Down-regulatie van de hypofyse bij kunstmatige voortplantingstechnieken
Volwassenen
Decapeptyl, Triptofem: na de eerste toediening 30 minuten observeren i.v.m. mogelijke allergische reacties. 0,1 mg 1×/dag s.c. in de onderbuik doseren, op geleide van ovarium respons bepaald via echografie en evt. oestradiol-spiegels. De behandeling beginnen in de vroeg-folliculaire fase (dag 2–3) of in de mid-luteale fase (dag 21–23 of 5–7 dagen voor de verwachte menstruatie). Na 2–4 weken ovariële stimulatie met gonadotrofinen starten. Bij adequate follikelgroei de behandeling met triptoreline en gonadotrofine staken en hCG geven om de ovulatie te induceren. Bij onvoldoende down-regulatie van de hypofyse, bepaald via echografie en evt. oestradiol-spiegels, na 4 weken stopzetten van de behandeling overwegen. Totale behandelduur: 4–7 weken.
Vermindering seksuele drift
Volwassenen
Salvacyl: 11,25 mg i.m. eenmaal per 12 weken.
Bij een verminderde nier- of leverfunctie is geen dosisaanpassing nodig.
NB: De plaats van injectie iedere keer wisselen. Intravasculaire injectie van de preparaten met verlengde afgifte absoluut vermijden.
Doseringen
Ovulatie-inductie bij de vrouw
Volwassenen
aanvankelijk 10 microg per puls, als geen ovulatie optreedt geleidelijk verhogen tot max. 20 microg per puls. Pulsintervaltijd van 90 min, eventueel verhogen naar 120 min, behandelcyclus is 2–4 weken.
Hypogonadotroop hypogonadisme bij de man
Volwassenen
aanvankelijk 5 microg per puls, dosis aanpassen op geleide van de testosteronconcentratie in plasma tot max. 20 microg per puls, met pulsinterval van ca. 120 min. De therapie staken indien virilisatie en ook fertiliteit is bereikt; daarna een testosteronpreparaat toedienen om de virilisatie in stand te houden.

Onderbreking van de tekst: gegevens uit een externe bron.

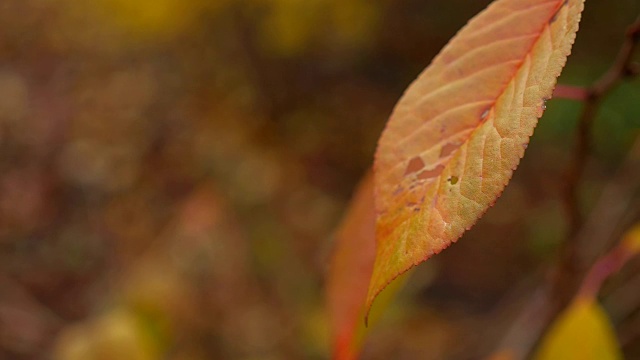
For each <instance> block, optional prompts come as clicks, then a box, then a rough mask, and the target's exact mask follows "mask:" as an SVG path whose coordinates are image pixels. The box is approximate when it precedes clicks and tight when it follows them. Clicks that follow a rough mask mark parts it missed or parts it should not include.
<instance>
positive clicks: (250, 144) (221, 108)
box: [0, 0, 640, 359]
mask: <svg viewBox="0 0 640 360" xmlns="http://www.w3.org/2000/svg"><path fill="white" fill-rule="evenodd" d="M488 2H489V1H487V0H483V1H473V2H470V1H463V0H456V1H436V0H431V1H430V0H424V1H418V0H400V1H392V0H386V1H374V2H371V1H366V0H343V1H339V0H315V1H311V0H308V1H293V0H288V1H287V0H246V1H240V0H238V1H235V0H227V1H223V0H210V1H207V0H186V1H179V0H155V1H153V0H130V1H126V0H96V1H95V2H86V3H85V2H82V1H75V0H1V1H0V359H50V358H54V356H53V354H54V353H55V354H57V355H55V356H56V357H55V358H57V359H88V358H95V359H155V358H168V359H323V358H327V356H328V353H329V351H328V349H327V346H328V341H327V336H328V335H327V328H326V327H327V320H326V317H325V310H324V305H323V294H322V291H323V279H324V276H325V273H326V264H327V259H328V257H329V255H330V251H331V241H332V233H333V231H334V228H335V226H336V224H337V223H338V221H339V219H340V217H341V215H342V212H343V210H344V209H345V206H346V203H347V202H348V200H349V197H350V193H351V191H352V189H353V187H354V185H355V183H356V182H357V181H358V179H359V178H360V176H361V175H362V174H363V173H364V172H365V170H366V169H367V168H368V167H369V166H370V164H371V161H372V154H373V151H374V149H375V142H376V139H377V137H378V136H379V134H380V131H381V130H382V128H383V126H384V122H385V121H386V117H387V116H388V114H389V113H390V111H391V109H392V107H393V104H394V103H395V101H396V100H397V99H398V97H399V96H400V94H401V93H402V91H403V89H404V88H405V87H406V86H407V85H408V83H409V82H410V81H411V80H412V79H413V78H414V77H415V76H416V75H417V73H418V72H419V71H420V70H421V69H422V68H423V67H425V66H426V65H427V64H428V62H429V60H430V59H431V58H432V57H433V56H434V55H435V54H436V53H437V51H438V50H439V49H440V48H441V47H442V46H443V45H444V44H445V43H446V41H447V40H448V39H449V38H450V37H451V36H452V35H453V34H454V33H455V31H456V30H457V29H458V28H460V27H461V26H462V25H463V24H464V23H465V22H466V21H467V19H469V18H470V17H472V16H473V15H474V14H475V13H476V12H477V11H479V10H480V9H481V8H483V7H484V6H485V5H486V4H487V3H488ZM587 6H588V7H587V12H586V13H585V17H584V21H583V25H582V27H583V29H584V30H581V32H580V33H579V36H578V43H577V46H576V49H575V51H574V55H573V56H572V57H571V58H570V62H569V67H568V68H567V71H566V74H565V76H564V77H563V78H562V80H561V81H565V82H568V83H573V84H577V85H584V84H588V83H589V82H590V81H591V80H593V79H594V78H596V77H597V76H598V75H599V74H600V73H601V71H602V70H603V69H605V68H606V67H607V66H608V64H609V62H610V61H611V59H612V58H613V57H614V56H615V53H616V49H617V47H618V44H619V42H621V41H622V34H623V31H624V27H625V26H626V25H627V24H628V23H629V22H630V21H631V19H632V18H633V17H634V13H638V11H640V3H639V2H638V1H633V0H627V1H618V2H615V3H613V4H612V3H605V2H603V3H598V2H594V3H593V4H588V5H587ZM617 39H619V40H620V41H617ZM639 103H640V84H639V83H638V81H635V82H632V83H630V84H627V85H626V88H625V91H624V92H620V93H619V94H616V95H615V97H614V98H613V99H612V100H611V101H609V102H608V103H606V104H604V105H603V111H602V116H601V119H600V120H599V122H597V123H596V128H597V133H596V141H597V148H596V153H595V156H594V159H593V161H592V164H591V167H590V169H589V173H588V184H589V186H590V189H593V193H597V191H598V190H597V189H598V188H599V187H600V186H602V183H603V182H604V181H606V179H607V177H608V174H609V173H611V171H612V169H614V168H615V164H616V163H617V162H619V161H620V159H621V157H622V154H623V153H624V151H625V149H626V147H628V145H629V143H630V141H631V139H632V137H633V136H634V134H635V133H637V128H638V126H639V124H640V109H639V108H638V105H637V104H639ZM576 116H577V107H576V105H575V104H572V103H569V102H566V101H565V102H563V101H558V102H550V103H549V111H548V114H547V115H545V117H544V118H543V120H542V121H541V125H540V128H539V129H538V131H537V134H536V136H535V137H534V140H533V143H532V145H531V146H530V148H529V150H528V155H527V157H526V158H525V160H524V162H523V164H522V165H521V167H520V168H519V169H518V171H517V175H516V177H515V178H514V180H513V181H512V183H511V184H510V185H509V187H508V190H507V192H506V193H505V194H504V196H503V198H502V199H501V200H500V201H499V202H498V204H497V205H496V207H495V208H494V209H492V210H491V211H490V212H489V213H488V214H487V216H486V217H485V218H484V219H483V220H482V221H481V222H480V224H479V225H478V226H477V227H476V228H474V230H473V231H471V232H470V233H469V234H468V235H466V236H465V238H464V239H463V240H462V241H461V242H460V243H459V244H457V245H455V246H453V247H452V248H451V249H449V250H447V251H446V252H444V253H443V254H442V255H441V256H439V257H438V258H436V259H434V260H433V261H431V262H430V263H429V264H427V265H425V266H424V267H423V269H421V271H419V272H418V273H417V274H416V275H415V278H414V279H413V281H412V282H411V283H410V284H409V287H408V289H407V290H406V291H405V294H403V295H402V296H401V300H400V304H399V305H397V306H395V307H394V308H392V309H391V310H390V315H389V319H387V321H386V322H383V324H381V325H380V327H379V328H378V330H377V331H375V332H374V333H373V334H372V341H370V342H369V343H368V345H367V347H366V348H365V352H364V357H365V358H366V359H389V358H393V359H416V358H422V359H424V358H433V359H440V358H445V357H448V358H469V357H473V355H471V354H474V351H476V350H477V349H479V345H478V344H482V343H483V342H484V340H483V338H482V333H480V332H479V329H484V328H486V327H491V324H492V323H493V321H494V320H495V319H494V314H496V312H498V311H499V310H501V309H503V308H507V307H509V306H510V301H511V300H510V299H511V298H509V297H505V295H506V294H512V291H513V289H514V286H515V287H516V288H517V287H518V286H524V287H526V286H527V285H528V284H529V283H528V282H527V281H528V279H529V278H530V277H531V276H534V275H533V274H535V273H536V271H537V269H538V268H540V267H541V266H543V265H545V264H546V263H548V262H550V261H551V259H552V255H553V251H554V250H555V248H556V247H557V243H558V241H560V240H561V239H562V236H563V231H564V222H563V219H562V214H561V209H560V207H559V204H558V201H557V199H558V191H559V190H560V188H561V183H562V172H563V169H564V167H565V166H566V160H567V159H568V157H569V155H568V151H569V149H570V147H569V146H568V143H569V141H568V139H570V134H571V130H572V127H573V123H574V122H575V118H576ZM603 134H604V135H603ZM593 196H595V195H593ZM628 277H632V274H631V275H628ZM620 282H621V283H623V281H622V280H621V281H620ZM633 309H635V310H633ZM637 309H638V307H637V304H636V307H635V308H634V307H633V306H632V313H635V314H636V318H637ZM611 311H612V312H613V313H616V308H615V305H614V308H613V309H612V310H611ZM618 313H619V312H618ZM620 316H622V315H620ZM618 320H619V321H621V322H622V320H624V319H618ZM496 321H497V320H496ZM628 323H629V322H627V325H626V326H630V325H628ZM631 323H633V322H631ZM637 323H638V321H636V326H637ZM634 329H635V328H634V327H632V328H631V330H625V331H626V334H627V335H626V336H627V338H628V339H630V340H628V343H626V344H625V350H626V351H627V352H628V354H638V352H639V351H640V349H639V348H640V346H639V345H638V341H639V340H638V336H637V334H638V331H637V330H634ZM634 331H635V334H636V335H635V337H634V335H633V334H634ZM628 334H631V335H628ZM485 345H486V344H485ZM474 349H475V350H474ZM118 351H121V353H119V352H118ZM162 356H164V357H162Z"/></svg>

De infusievloeistof s.c. en pulsatief toedienen met behulp van het Lutrepulse infusiepompsysteem (LutrePulse set).
Bijwerkingen
Bij aanvang van de behandeling, ten gevolge van voorbijgaande stijging van testosteron- of oestrogeenconcentratie (gedurende 1–2 weken): toename van symptomen van prostaatkanker (urinaire symptomen, metastatische pijn); toename van symptomen van endometriose (bekkenpijn, dysmenorroe).
Langdurig gebruik kan leiden tot botverlies (zie Waarschuwingen en voorzorgen).
Bij mannen
Zeer vaak (> 10%): verminderd libido. Botpijn, rugpijn, paresthesie in de onderste ledematen. Dysurie. Erectiestoornis (waaronder ejaculatiestoornis). Hyperhidrose. Opvliegers. Asthenie.
Vaak (1-10%): overgevoeligheid. Depressie, stemmingswisselingen, prikkelbaarheid, slaapstoornis. Hoofdpijn, duizeligheid. Droge mond, misselijkheid. Myalgie, artralgie, pijn in ledematen. Gynaecomastie, bekkenpijn. Hypertensie. Vermoeidheid, reactie op de injectieplaats (o.a. pijn, erytheem en ontsteking), oedeem, gewichtstoename.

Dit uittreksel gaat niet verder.